Identify the language of text. Returns one ISO 639-3 label, or None if the text is out of scope (emoji, unsupported script, etc.).

ricelang detect "ထမင်းစားပြီးပြီလား"        # mya
ricelang detect "안녕하세요"                  # kor
ricelang detect "🎉"                          # None
ricelang --json detect "Pathian nih van"     # {"label": "cnh"}

ricelang predict

Top-k labels with probabilities, tab-separated by default.

ricelang predict "Pathian nih van" -k 5
# cnh   1.0000
# cfm   0.0000
# ...

ricelang --json predict "你好" -k 3
# {"predictions":[{"label":"zho","prob":1.0},...]}

ricelang convert

Burmese encoding conversion (Zawgyi ↔ Unicode).

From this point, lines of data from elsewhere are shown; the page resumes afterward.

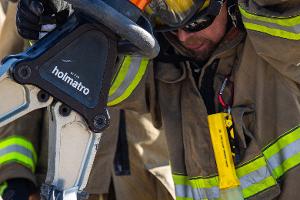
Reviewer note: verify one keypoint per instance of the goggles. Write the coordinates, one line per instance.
(189, 15)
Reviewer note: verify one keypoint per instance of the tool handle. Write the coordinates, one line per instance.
(119, 24)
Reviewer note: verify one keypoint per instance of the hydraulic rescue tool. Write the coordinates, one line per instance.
(69, 71)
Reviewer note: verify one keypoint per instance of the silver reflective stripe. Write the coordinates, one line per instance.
(254, 177)
(186, 191)
(132, 71)
(293, 29)
(17, 148)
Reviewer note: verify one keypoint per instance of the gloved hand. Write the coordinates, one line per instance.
(19, 189)
(32, 15)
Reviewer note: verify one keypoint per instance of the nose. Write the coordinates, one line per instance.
(183, 35)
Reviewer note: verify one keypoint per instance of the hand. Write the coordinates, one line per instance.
(33, 14)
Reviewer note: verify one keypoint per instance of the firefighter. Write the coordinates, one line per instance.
(144, 174)
(241, 57)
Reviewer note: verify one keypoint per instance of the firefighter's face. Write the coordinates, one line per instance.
(202, 43)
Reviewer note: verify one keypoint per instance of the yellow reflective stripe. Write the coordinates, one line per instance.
(17, 140)
(258, 187)
(3, 187)
(121, 75)
(282, 21)
(288, 138)
(286, 165)
(205, 182)
(273, 32)
(19, 158)
(138, 77)
(288, 28)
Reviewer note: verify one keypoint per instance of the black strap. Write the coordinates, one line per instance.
(19, 189)
(121, 162)
(207, 87)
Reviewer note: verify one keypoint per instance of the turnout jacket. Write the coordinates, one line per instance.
(263, 65)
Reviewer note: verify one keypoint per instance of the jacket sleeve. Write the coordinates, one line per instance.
(273, 27)
(134, 88)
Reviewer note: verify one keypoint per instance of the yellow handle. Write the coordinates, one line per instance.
(219, 136)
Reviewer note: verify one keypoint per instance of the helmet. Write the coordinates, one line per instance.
(191, 15)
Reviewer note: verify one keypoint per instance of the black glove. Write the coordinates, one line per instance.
(32, 14)
(19, 189)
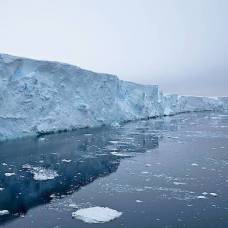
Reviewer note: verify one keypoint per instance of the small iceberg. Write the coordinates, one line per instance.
(96, 214)
(4, 212)
(9, 174)
(40, 173)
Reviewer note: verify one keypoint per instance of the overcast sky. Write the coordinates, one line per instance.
(182, 45)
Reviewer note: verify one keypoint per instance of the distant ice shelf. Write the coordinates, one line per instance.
(39, 97)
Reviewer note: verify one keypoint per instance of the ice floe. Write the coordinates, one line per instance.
(41, 173)
(9, 174)
(96, 214)
(4, 212)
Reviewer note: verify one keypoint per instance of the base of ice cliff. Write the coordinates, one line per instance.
(40, 96)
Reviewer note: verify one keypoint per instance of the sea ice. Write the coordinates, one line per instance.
(4, 212)
(66, 160)
(40, 173)
(213, 194)
(201, 197)
(96, 214)
(9, 174)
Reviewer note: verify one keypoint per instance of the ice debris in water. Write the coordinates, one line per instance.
(201, 197)
(96, 214)
(195, 164)
(213, 194)
(66, 160)
(40, 173)
(4, 212)
(9, 174)
(119, 154)
(178, 183)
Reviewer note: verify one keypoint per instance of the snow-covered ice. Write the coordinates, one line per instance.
(41, 173)
(96, 214)
(39, 97)
(4, 212)
(9, 174)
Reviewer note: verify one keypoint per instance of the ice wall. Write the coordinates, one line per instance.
(40, 96)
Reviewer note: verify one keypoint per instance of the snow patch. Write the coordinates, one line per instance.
(40, 173)
(4, 212)
(96, 214)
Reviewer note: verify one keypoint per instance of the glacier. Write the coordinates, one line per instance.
(38, 97)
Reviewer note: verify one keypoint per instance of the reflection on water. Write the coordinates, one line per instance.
(166, 172)
(76, 158)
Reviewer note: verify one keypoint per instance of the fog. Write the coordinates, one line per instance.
(180, 45)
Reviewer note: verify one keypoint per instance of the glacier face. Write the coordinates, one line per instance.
(41, 96)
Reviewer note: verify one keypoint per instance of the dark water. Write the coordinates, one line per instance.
(165, 163)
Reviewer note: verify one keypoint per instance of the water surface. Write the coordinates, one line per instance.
(158, 173)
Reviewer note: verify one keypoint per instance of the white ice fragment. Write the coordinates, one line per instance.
(178, 183)
(195, 164)
(96, 214)
(66, 160)
(213, 194)
(204, 193)
(9, 174)
(73, 205)
(144, 172)
(40, 173)
(4, 212)
(119, 154)
(201, 197)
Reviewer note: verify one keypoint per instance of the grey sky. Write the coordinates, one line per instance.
(182, 45)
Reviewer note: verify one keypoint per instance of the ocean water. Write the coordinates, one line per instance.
(164, 172)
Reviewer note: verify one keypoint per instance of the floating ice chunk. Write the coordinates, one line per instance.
(201, 197)
(113, 142)
(204, 193)
(9, 174)
(4, 212)
(73, 205)
(119, 154)
(213, 194)
(96, 214)
(40, 173)
(144, 172)
(179, 183)
(195, 164)
(65, 160)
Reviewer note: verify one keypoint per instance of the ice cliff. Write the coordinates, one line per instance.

The --to flag picks the target encoding.

ricelang convert --to zg  "ထမင်းစားပြီးပြီလား"   # → Zawgyi
ricelang convert --to uni "ထမင္းစားၿပီးၿပီလား"   # → Unicode

ricelang tokenize

Tokenize text. The --form flag picks the algorithm; --lang picks the target language.

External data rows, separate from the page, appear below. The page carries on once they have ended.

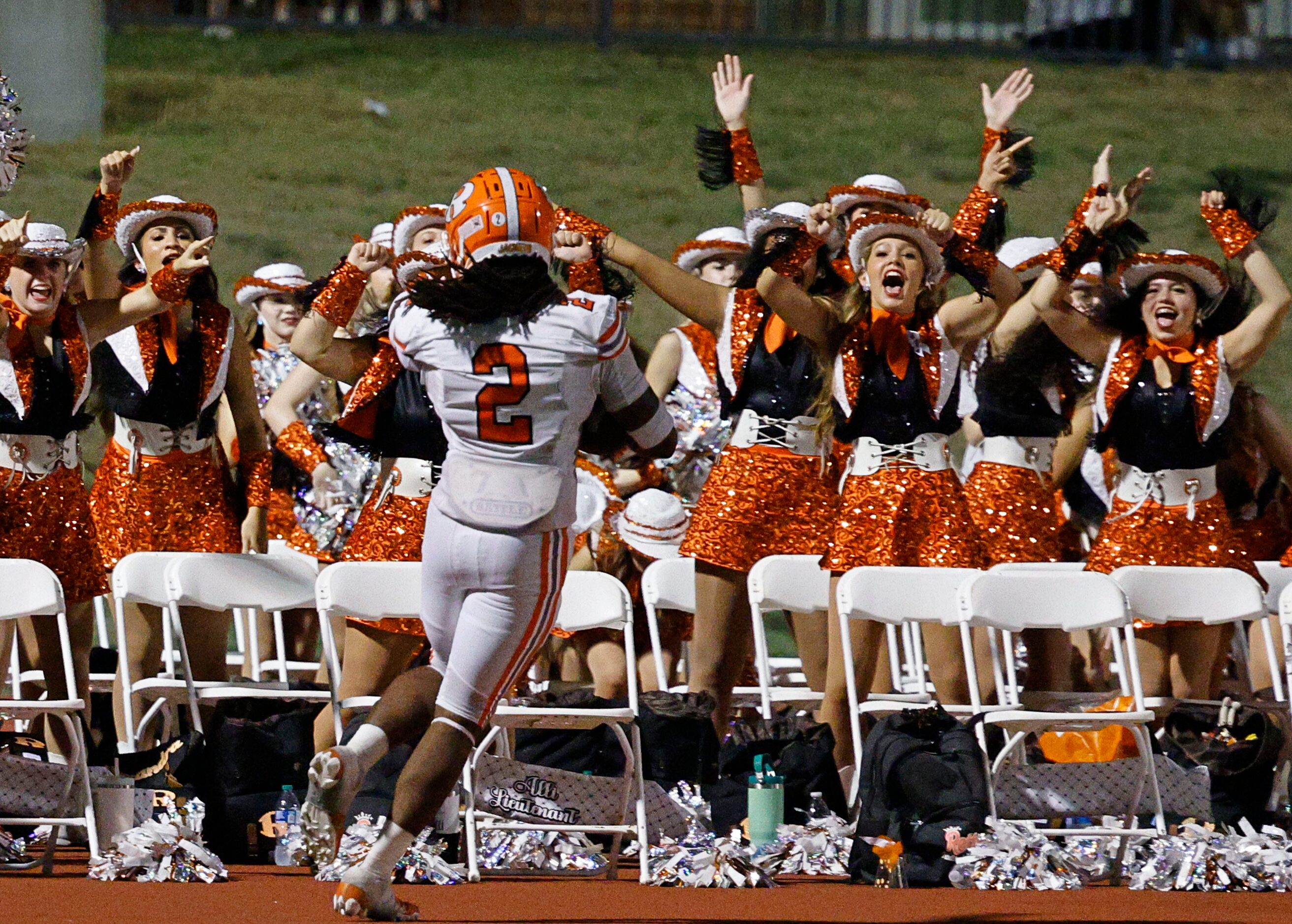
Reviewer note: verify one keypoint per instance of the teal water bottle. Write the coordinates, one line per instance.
(766, 801)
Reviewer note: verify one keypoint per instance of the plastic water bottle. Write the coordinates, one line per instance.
(818, 808)
(287, 828)
(766, 801)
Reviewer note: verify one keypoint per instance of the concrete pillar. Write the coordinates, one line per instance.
(53, 54)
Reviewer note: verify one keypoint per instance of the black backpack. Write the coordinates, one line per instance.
(1241, 754)
(921, 773)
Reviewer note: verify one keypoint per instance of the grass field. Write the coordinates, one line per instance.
(272, 131)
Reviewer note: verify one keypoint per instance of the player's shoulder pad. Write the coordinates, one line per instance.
(601, 318)
(411, 329)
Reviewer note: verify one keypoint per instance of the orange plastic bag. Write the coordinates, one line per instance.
(1113, 742)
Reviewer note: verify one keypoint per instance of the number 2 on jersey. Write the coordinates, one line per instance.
(520, 430)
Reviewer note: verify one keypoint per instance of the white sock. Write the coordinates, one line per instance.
(369, 746)
(389, 847)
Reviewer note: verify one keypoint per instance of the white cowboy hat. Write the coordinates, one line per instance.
(135, 217)
(411, 264)
(51, 241)
(654, 524)
(759, 221)
(412, 220)
(383, 236)
(1026, 256)
(716, 242)
(877, 189)
(268, 281)
(1204, 273)
(871, 226)
(1091, 273)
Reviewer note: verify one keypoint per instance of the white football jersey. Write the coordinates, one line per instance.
(518, 393)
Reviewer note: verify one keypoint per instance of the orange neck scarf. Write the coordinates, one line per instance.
(888, 338)
(19, 322)
(776, 333)
(1177, 353)
(168, 331)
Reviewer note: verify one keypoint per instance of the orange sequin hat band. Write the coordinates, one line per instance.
(871, 226)
(131, 220)
(844, 198)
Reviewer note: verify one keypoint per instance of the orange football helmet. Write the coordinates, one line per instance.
(501, 213)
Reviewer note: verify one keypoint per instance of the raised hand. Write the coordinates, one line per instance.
(999, 108)
(999, 166)
(367, 258)
(195, 258)
(937, 224)
(821, 220)
(732, 91)
(1101, 175)
(13, 236)
(571, 247)
(115, 170)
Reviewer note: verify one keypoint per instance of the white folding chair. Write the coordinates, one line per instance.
(1013, 601)
(222, 582)
(1278, 578)
(32, 590)
(796, 585)
(1211, 596)
(998, 663)
(366, 590)
(667, 585)
(278, 663)
(140, 578)
(590, 600)
(897, 597)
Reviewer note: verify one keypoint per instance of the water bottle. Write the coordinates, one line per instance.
(766, 801)
(817, 808)
(287, 828)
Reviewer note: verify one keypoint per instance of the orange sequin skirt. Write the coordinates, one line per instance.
(1014, 512)
(905, 517)
(48, 520)
(389, 533)
(760, 502)
(1165, 535)
(281, 516)
(176, 503)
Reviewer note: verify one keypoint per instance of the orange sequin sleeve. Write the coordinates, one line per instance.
(342, 295)
(256, 469)
(791, 263)
(1230, 230)
(746, 168)
(587, 276)
(101, 215)
(569, 220)
(299, 445)
(170, 286)
(976, 264)
(975, 213)
(1079, 245)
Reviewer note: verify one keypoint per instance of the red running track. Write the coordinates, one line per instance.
(260, 894)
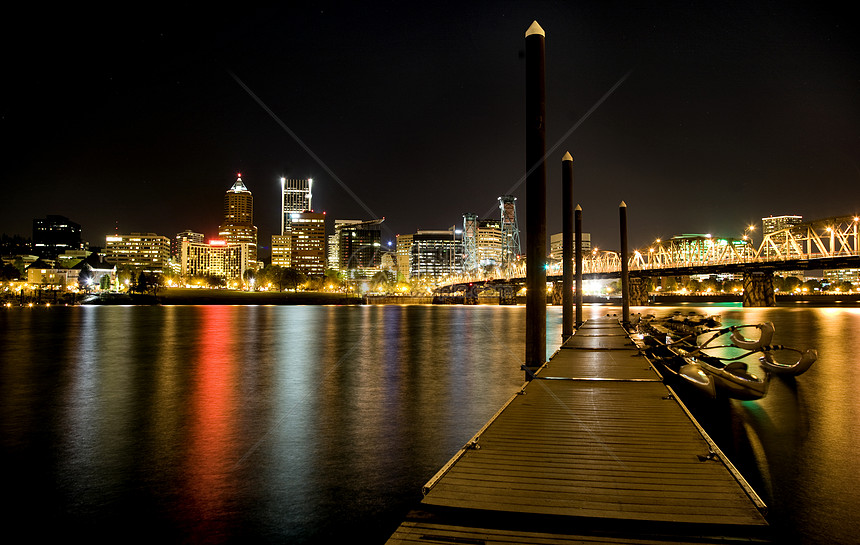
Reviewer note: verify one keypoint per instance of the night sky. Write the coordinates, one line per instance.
(721, 113)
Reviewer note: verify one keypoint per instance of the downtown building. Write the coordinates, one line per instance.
(358, 252)
(238, 225)
(430, 254)
(146, 252)
(772, 225)
(227, 260)
(302, 242)
(54, 235)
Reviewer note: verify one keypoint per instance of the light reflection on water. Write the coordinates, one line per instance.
(313, 423)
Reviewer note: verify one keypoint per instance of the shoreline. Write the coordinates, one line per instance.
(195, 296)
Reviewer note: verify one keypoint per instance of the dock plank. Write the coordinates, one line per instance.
(596, 440)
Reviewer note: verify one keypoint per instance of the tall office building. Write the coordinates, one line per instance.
(359, 247)
(217, 258)
(53, 235)
(556, 244)
(176, 242)
(510, 230)
(146, 252)
(238, 226)
(430, 254)
(282, 249)
(307, 248)
(296, 196)
(772, 224)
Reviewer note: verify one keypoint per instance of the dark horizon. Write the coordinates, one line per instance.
(701, 119)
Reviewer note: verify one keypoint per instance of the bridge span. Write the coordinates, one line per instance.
(830, 243)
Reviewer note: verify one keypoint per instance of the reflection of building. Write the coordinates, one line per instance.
(556, 244)
(54, 235)
(142, 251)
(307, 230)
(359, 244)
(429, 254)
(217, 258)
(238, 226)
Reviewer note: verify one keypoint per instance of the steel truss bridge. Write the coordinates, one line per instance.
(830, 243)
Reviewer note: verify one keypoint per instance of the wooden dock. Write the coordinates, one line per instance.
(595, 449)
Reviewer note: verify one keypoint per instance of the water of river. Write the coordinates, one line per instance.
(311, 424)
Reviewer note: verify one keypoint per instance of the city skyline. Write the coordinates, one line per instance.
(701, 121)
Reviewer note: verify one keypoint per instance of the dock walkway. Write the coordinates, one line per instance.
(595, 449)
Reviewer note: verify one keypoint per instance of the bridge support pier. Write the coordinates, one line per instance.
(557, 293)
(638, 291)
(470, 296)
(758, 289)
(507, 294)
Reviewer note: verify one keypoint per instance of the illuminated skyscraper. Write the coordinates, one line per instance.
(296, 196)
(238, 226)
(510, 230)
(307, 252)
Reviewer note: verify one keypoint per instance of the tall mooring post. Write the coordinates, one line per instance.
(625, 281)
(567, 246)
(535, 200)
(577, 250)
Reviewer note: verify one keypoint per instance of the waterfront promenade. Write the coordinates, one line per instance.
(595, 449)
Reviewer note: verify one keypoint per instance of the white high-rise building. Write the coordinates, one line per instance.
(296, 196)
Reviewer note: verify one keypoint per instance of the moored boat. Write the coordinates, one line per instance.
(685, 359)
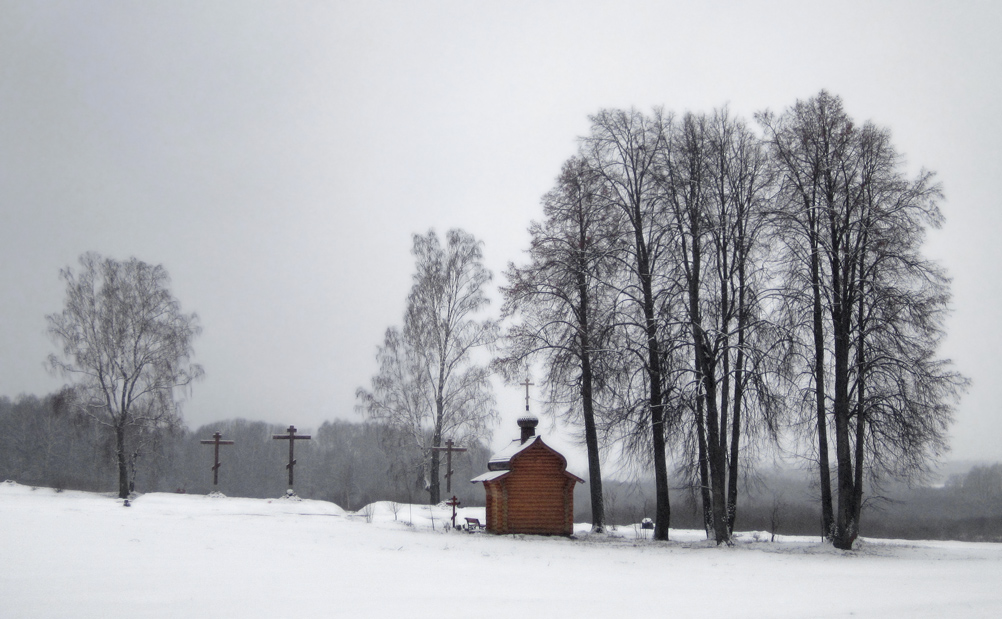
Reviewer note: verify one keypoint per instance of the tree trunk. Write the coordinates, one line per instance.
(662, 510)
(827, 512)
(588, 411)
(123, 490)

# syllable (default) — Burmese/Karen/Mon/Shan
ricelang tokenize "ဖေဖေနဲ့မေမေ"
# ဖေ
# ဖေ
# နဲ့
# မေ
# မေ

# word — CRF segmentation, Burmese only
ricelang tokenize --form word "ဖေဖေနဲ့မေမေ၏ကျေးဇူး"
# ဖေဖေ
# နဲ့
# မေမေ
# ၏
# ကျေးဇူး

# bpe — multilingual subwords (default)
ricelang tokenize --form bpe "Pathian nih van"

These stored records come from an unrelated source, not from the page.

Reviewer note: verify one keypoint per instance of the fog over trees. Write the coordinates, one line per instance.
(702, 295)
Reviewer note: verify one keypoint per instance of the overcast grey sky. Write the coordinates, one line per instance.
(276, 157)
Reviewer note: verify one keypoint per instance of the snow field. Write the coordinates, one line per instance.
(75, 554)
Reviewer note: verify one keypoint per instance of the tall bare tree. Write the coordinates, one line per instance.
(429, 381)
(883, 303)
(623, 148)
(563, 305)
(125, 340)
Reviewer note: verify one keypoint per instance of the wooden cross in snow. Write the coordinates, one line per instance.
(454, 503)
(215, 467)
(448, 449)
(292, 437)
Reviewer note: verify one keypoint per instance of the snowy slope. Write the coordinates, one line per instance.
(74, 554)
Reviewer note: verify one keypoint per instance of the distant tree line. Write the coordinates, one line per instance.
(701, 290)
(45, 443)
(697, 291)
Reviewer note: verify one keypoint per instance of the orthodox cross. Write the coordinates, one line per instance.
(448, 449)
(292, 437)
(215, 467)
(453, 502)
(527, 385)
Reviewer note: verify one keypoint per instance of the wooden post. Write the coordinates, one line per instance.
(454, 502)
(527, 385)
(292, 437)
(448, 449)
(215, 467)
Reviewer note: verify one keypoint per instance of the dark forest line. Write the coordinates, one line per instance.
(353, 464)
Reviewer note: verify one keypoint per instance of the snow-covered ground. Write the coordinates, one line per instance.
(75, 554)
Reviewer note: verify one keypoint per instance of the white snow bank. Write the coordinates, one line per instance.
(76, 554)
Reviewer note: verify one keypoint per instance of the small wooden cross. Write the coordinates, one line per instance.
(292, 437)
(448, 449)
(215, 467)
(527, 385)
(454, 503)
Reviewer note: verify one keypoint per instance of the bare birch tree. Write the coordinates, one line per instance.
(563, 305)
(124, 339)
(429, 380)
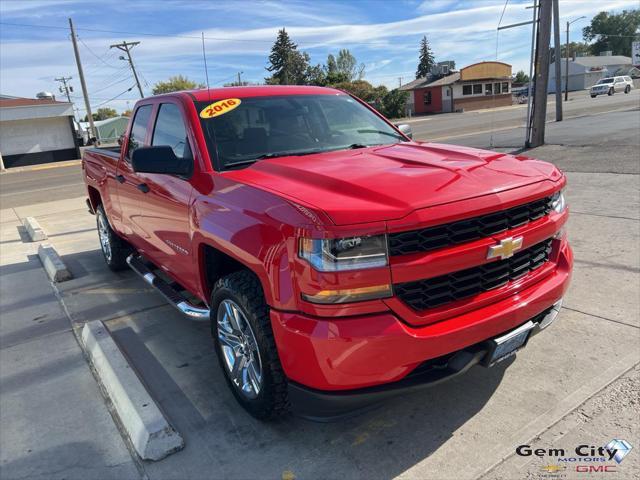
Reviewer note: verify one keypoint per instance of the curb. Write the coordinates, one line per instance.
(41, 166)
(145, 425)
(34, 230)
(53, 264)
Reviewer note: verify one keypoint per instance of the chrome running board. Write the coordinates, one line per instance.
(167, 291)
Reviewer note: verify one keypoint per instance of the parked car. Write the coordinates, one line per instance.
(339, 261)
(610, 85)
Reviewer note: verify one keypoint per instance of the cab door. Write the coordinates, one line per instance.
(129, 194)
(164, 209)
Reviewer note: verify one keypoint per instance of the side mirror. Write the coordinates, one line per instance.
(160, 159)
(406, 129)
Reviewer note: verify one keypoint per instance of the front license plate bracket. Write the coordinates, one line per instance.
(504, 346)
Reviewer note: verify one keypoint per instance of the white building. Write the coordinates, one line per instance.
(36, 131)
(586, 71)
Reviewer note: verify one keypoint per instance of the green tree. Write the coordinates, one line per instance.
(426, 60)
(102, 114)
(613, 32)
(287, 64)
(575, 48)
(175, 84)
(521, 77)
(348, 67)
(332, 75)
(394, 103)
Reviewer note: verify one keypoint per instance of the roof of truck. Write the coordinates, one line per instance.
(204, 95)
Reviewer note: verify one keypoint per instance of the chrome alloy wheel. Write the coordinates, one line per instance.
(239, 349)
(103, 234)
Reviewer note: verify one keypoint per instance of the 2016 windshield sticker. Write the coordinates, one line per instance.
(219, 108)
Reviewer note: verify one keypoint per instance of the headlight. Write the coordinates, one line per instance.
(341, 254)
(558, 202)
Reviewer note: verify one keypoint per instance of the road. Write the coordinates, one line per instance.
(49, 184)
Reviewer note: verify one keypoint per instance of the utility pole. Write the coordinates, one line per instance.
(566, 53)
(542, 74)
(64, 88)
(557, 59)
(124, 46)
(92, 128)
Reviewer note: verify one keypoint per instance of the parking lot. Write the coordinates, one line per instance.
(471, 424)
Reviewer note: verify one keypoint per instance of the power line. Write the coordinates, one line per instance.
(94, 54)
(169, 35)
(113, 98)
(126, 47)
(128, 77)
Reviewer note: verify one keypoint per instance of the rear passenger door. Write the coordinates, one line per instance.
(164, 215)
(128, 191)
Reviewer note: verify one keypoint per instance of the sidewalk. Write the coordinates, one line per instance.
(55, 423)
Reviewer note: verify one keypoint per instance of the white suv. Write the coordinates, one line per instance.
(610, 85)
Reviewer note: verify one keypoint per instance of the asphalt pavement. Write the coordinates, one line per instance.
(463, 429)
(49, 183)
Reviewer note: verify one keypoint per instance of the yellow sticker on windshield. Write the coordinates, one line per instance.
(219, 108)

# bpe with a per-language model
ricelang tokenize --form bpe --lang mya "ဖေဖေနဲ့မေမေ"

The --lang accepts:

  • For --form syllable: mm, karen, mon, shan (legacy codes)
  • For --form bpe: any ISO 639-3 code with a bundled BPE (multi, mya, ksw, pwo, kvq, cnh, cfm, ctd, eky, shn, eng, hin, khm, lao, msa, tam, tgl, tha, vie, zho, ban, hnn, kac, mnw, sun). Unknown lang silently falls back to multi.

Stdin / pipes

Pass - instead of a positional argument:

cat docs.txt | ricelang detect -
echo "ထမင်းစားပြီးပြီလား" | ricelang tokenize --form bpe --lang mya -

# detect every URL in a file (with curl)
while read url; do
  echo "$url $(curl -s "$url" | ricelang detect -)"
done < urls.txt

--json output

Add to any subcommand:

ricelang --json detect "မင်္ဂလာပါ"
# {"label":"mya"}

ricelang --json tokenize --form bpe --lang mya "ဖေဖေ"
# {"tokens":["ဖေ","ဖေ"],"count":2}

ricelang version / ricelang --help

ricelang version       # print library version
ricelang --help        # list subcommands
ricelang detect --help # subcommand-specific help